There are lots of pro-growth provisions in the Perry plan that will set class-warfare dead-enders on fire. Besides offering that 20% tax rate to Evil Rich people the Left thinks should be taxed at something closer to 100%, and wiping out all the social engineering carrots and sticks built into our absurd tax code, Perry would “eliminate the tax on qualified dividends and long-term capital gains to free up the billions of dollars Americans are sitting on to avoid taxes on the gain.” The Left has invested a great deal of effort in convincing the middle class to incorrectly believe they wouldn’t benefit from capital gains tax cuts.
Liberals are certain to portray the end of the death tax as a sop to old-money aristocracy, although they’ll have to make do without the point man from Big Government’s last great class-war struggle to eat the dead, Rep. Anthony Weiner.

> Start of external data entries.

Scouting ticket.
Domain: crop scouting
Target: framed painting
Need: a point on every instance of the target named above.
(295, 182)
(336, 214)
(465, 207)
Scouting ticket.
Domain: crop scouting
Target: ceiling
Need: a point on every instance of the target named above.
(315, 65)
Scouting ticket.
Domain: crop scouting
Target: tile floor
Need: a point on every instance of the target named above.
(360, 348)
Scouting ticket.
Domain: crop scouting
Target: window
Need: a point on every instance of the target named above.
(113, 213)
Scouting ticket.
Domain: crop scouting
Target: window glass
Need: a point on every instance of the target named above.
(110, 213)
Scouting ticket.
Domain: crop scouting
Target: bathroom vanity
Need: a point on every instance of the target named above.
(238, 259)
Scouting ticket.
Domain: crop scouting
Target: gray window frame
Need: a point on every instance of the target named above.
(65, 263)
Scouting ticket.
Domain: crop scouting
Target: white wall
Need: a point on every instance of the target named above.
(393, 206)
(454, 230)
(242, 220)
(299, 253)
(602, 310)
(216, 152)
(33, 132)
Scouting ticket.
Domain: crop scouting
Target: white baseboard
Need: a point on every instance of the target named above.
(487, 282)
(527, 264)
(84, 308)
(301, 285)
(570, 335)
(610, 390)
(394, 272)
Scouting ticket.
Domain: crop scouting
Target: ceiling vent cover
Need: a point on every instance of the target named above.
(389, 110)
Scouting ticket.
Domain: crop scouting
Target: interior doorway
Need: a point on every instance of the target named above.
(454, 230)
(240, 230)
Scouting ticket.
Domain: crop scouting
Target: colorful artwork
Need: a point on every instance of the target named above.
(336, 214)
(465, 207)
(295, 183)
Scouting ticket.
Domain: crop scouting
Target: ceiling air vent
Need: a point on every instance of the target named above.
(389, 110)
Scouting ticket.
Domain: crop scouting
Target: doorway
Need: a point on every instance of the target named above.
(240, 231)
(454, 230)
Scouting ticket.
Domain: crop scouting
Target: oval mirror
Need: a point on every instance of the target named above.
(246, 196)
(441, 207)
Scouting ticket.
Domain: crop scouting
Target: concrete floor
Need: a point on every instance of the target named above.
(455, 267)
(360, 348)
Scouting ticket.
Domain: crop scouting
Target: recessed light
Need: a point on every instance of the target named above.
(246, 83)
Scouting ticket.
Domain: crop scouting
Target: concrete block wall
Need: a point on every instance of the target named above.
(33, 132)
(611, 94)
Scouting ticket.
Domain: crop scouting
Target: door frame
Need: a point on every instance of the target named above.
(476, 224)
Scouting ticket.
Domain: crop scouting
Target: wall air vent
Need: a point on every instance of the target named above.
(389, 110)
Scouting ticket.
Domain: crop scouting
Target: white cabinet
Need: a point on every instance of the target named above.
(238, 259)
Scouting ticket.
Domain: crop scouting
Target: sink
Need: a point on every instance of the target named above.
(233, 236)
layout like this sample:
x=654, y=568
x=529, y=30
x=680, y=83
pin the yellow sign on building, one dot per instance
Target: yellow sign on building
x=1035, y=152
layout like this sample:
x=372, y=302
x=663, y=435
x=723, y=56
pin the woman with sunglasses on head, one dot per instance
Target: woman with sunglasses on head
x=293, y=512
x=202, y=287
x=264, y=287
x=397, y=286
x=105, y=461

And, of course, a lot of tax “expenditures” that cause welfare to dribble from a system that should be about efficiently funding a limited government will go away.
Perry’s medicine for out-of-control government spending incorporates the major ingredients of the Cut, Cap, and Balance Act – which, you may recall, was only a handful of Senate votes away from passage, and would likely be returning to a warmer welcome from a Republican Senate. Perry wants spending capped at 18% of GDP, which is consistent with the upper edge of tax revenues that can be extracted from a healthy economy over the long term. Anything over 18% causes the economy to contract, and begins the tediously familiar death spiral of higher tax rates sucking the lifeblood from a collapsing private sector. This is coupled with a Balanced Budget Amendment, in which he would give the government until 2020 to get rid of all the red ink.
Pointedly, he would “fix the regulatory excesses of the Obama Administration and its predecessors” by freezing all pending federal regulations, and auditing everything written into the books since 2008. Repeal would be assured for ObamaCare, the Dodd-Frank disaster, and Section 404 of the Sarbanes-Oxley Act (which has dropped enormous compliance costs on the business sector.)
Flat tax guru Steve Forbes has endorsed the Perry plan (and, in fact, the Perry candidacy.) He lauded its “radical simplicity,” although it seems much less radically simple – for better or worse – than a certain other candidate’s 999 Plan. Some of its provisions, especially the flat tax opt-in, feel more like a hedged bet than a bold call for reform. He’s dreaming if he thinks any of his pulled punches will mollify the class warfare crowd. Still, there are some great pro-growth ideas here, some of which have been advocated by other candidates. Perry will need to persuade voters that the total Cut, Balance, and Grow Plan is greater than the sum of its parts, and he’s the only candidate who can introduce it to a Washington that might not like to hear about it.